Thomas Traherne (c.1636-74), an Anglican priest, was also a metaphysical poet. Born in Hereford in England, the son of a poor shoemaker, his finest work appeared in the 1670s but was lost until rediscovered and published as Poems (1903) and Centuries of Meditations (1908).

Traherne was alive to, and rapturous about the one 'thing' that every being in the universe has in common: the boundless space or 'Capacity' which is our innermost being. Nearer to each of us than our own breathing abides this Awareness. In appearance each of us is a limited 'thing' in the world, but in reality each of us is the Self - what Traherne in one of the above quotations calls his 'Soul'. In this Soul all of us live and move and have our being. We may of course choose other words for our innermost identity: Spirit, Godhead, True Nature, Buddha Nature, the Beloved. At this level of our being we can all truthfully say 'I am not in the world, the world is in me'.

When we awaken to Who we really are we find that nothing is distant from us. For Awareness is room for all things, includes all things. The furthest star is right here in one's being. Perceiving this inspires in Traherne profound wonder and joy.

Since all things are directly given in Awareness, all things belong to oneself - not the human self we see in the mirror which obviously does not possess the world, but our true self. Being 'Capacity' we contain - we are - all things. From a grain of sand or a flower in the hedgerow to the moon and stars - all these are one's own. Having no appearance at centre, we are clothed in the living universe.

Awakening to our full identity is not so hard as we might sometimes think. As the great Indian teacher Ramana Maharshi said, it is easier to see the Self than to see something you are holding in the palm of your hand. For any object is a complex thing, but the Subject is simplicity itself. Seeing the Self is seeing the No-thingness at the centre of one's being, the place we are looking out of right now, our Original Face, our no-face.
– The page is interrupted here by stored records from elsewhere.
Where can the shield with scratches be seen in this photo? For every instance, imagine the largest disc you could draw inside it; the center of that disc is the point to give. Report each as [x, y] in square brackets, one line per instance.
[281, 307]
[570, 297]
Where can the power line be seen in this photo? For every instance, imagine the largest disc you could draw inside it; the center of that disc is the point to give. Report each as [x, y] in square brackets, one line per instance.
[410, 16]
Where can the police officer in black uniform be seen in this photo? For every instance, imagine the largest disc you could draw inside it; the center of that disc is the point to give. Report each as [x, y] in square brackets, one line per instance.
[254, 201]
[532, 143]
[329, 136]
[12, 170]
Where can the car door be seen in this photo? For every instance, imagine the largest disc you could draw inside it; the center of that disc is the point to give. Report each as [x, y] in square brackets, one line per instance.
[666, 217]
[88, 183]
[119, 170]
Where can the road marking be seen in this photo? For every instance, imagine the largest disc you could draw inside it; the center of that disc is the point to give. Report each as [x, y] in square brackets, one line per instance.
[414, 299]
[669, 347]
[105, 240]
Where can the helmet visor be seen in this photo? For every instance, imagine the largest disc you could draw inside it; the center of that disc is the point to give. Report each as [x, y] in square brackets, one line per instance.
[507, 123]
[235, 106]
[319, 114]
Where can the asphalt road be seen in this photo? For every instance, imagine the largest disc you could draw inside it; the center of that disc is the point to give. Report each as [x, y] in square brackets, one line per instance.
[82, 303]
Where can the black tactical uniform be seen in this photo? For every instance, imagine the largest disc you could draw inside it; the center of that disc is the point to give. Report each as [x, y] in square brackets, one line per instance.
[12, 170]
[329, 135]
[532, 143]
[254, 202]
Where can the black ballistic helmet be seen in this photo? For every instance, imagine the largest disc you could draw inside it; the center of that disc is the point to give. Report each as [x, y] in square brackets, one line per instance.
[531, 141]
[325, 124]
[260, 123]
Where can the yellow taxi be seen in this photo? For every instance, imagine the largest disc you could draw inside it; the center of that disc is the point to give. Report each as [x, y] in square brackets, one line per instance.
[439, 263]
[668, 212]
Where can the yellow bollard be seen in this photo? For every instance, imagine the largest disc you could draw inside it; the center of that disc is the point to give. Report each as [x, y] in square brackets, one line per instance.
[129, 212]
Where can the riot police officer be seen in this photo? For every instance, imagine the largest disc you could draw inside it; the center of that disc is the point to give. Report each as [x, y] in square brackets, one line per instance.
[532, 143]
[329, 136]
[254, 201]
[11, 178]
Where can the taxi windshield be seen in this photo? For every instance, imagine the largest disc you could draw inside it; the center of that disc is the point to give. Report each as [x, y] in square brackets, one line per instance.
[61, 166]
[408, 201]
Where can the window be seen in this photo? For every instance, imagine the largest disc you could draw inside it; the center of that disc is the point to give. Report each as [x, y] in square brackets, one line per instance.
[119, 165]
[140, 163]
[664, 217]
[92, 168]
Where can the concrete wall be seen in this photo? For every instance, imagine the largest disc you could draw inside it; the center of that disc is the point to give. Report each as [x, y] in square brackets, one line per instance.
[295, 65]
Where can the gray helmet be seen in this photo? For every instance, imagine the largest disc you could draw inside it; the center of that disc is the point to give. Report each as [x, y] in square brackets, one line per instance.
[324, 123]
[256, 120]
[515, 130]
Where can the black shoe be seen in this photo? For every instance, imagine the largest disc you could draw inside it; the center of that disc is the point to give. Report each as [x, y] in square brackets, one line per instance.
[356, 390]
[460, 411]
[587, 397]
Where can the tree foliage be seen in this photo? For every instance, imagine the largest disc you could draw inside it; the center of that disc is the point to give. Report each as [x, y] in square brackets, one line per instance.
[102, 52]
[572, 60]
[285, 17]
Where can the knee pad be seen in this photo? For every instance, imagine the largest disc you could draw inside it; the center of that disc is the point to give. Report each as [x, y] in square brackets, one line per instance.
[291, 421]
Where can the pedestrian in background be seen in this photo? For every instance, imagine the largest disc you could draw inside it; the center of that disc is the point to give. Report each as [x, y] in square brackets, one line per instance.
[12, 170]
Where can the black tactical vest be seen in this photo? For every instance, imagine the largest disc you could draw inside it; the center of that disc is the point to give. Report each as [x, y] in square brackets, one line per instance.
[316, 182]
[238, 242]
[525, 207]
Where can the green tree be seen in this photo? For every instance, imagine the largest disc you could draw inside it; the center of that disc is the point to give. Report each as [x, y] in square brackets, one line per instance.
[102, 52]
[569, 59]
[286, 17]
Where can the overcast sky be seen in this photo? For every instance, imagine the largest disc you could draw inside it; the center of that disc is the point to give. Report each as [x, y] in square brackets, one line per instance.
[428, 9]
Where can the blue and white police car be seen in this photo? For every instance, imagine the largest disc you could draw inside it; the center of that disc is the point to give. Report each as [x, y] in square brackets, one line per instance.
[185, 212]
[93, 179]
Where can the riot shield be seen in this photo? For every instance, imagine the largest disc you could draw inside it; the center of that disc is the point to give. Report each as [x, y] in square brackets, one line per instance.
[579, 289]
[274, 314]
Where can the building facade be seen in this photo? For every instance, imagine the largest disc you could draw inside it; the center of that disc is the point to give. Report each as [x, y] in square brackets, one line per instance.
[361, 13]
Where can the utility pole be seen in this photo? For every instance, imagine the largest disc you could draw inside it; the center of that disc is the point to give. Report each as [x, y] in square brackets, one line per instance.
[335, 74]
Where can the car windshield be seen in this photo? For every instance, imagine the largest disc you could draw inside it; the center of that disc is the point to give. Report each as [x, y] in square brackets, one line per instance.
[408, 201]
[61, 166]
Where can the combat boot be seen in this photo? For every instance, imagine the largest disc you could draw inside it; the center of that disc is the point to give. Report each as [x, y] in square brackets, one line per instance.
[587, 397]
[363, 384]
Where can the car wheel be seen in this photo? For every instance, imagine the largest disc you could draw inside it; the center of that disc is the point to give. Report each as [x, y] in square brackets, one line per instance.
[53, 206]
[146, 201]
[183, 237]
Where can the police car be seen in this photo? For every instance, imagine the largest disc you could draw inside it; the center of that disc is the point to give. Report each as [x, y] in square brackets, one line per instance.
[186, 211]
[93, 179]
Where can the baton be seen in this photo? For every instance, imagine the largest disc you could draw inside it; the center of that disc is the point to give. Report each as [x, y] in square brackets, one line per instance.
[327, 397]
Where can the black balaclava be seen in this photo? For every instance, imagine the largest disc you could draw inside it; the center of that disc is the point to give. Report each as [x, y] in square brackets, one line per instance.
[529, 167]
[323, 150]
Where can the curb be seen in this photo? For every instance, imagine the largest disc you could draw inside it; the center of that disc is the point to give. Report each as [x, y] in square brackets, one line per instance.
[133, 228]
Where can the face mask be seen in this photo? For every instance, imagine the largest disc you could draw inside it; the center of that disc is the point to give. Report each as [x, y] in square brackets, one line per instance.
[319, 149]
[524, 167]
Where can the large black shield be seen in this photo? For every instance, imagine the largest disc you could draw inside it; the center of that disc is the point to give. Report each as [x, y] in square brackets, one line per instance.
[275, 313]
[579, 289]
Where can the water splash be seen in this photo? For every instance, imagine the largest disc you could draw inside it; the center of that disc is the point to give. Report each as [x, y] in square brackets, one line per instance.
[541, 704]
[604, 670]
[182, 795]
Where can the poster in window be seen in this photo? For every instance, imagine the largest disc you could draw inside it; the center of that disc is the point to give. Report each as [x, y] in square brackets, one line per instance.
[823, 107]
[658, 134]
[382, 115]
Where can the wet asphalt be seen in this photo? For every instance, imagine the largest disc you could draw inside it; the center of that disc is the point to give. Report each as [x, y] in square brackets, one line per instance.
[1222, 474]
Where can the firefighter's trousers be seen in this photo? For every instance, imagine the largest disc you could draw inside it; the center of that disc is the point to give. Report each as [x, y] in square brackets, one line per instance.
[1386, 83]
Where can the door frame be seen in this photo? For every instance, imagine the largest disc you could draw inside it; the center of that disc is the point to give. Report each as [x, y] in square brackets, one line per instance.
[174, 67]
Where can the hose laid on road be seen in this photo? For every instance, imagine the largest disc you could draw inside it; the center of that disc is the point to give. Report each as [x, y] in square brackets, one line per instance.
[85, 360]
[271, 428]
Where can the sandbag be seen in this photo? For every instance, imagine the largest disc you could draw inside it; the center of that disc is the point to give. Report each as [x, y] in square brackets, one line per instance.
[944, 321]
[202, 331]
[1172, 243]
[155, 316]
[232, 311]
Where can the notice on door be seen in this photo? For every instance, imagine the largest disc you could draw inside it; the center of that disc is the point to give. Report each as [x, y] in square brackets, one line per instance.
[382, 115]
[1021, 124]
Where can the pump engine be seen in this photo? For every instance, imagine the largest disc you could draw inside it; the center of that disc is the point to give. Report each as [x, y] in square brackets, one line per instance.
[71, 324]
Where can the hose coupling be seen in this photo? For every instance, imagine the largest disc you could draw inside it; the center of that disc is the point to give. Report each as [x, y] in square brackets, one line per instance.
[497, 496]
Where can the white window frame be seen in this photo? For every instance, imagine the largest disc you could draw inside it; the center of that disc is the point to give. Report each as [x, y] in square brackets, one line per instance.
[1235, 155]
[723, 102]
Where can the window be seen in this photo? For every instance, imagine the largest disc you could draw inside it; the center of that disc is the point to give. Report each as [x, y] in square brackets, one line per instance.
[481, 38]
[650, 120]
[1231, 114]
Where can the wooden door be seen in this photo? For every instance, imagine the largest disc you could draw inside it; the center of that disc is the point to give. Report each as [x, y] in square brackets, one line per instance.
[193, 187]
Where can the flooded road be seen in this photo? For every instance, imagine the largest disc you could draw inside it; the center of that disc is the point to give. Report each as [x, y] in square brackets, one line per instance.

Until we awaken to the Self we 'do not enjoy the world aright'. We continue living the illusion of being separate from the world. No wonder we feel alienated. But when we are awake to our own 'no-thingness/everythingness', then, as Traherne puts it so beautifully, 'the sea itself floweth in your veins'. Awakening to our own infinite being, we stumble upon a profound and peaceful Aloneness - an Aloneness that is alone by including all things, not by excluding them. Not one atom of the whole cosmos is outside our being. And so, when we look up into the night sky we find - O wondrous thing - that we are crowned by the stars.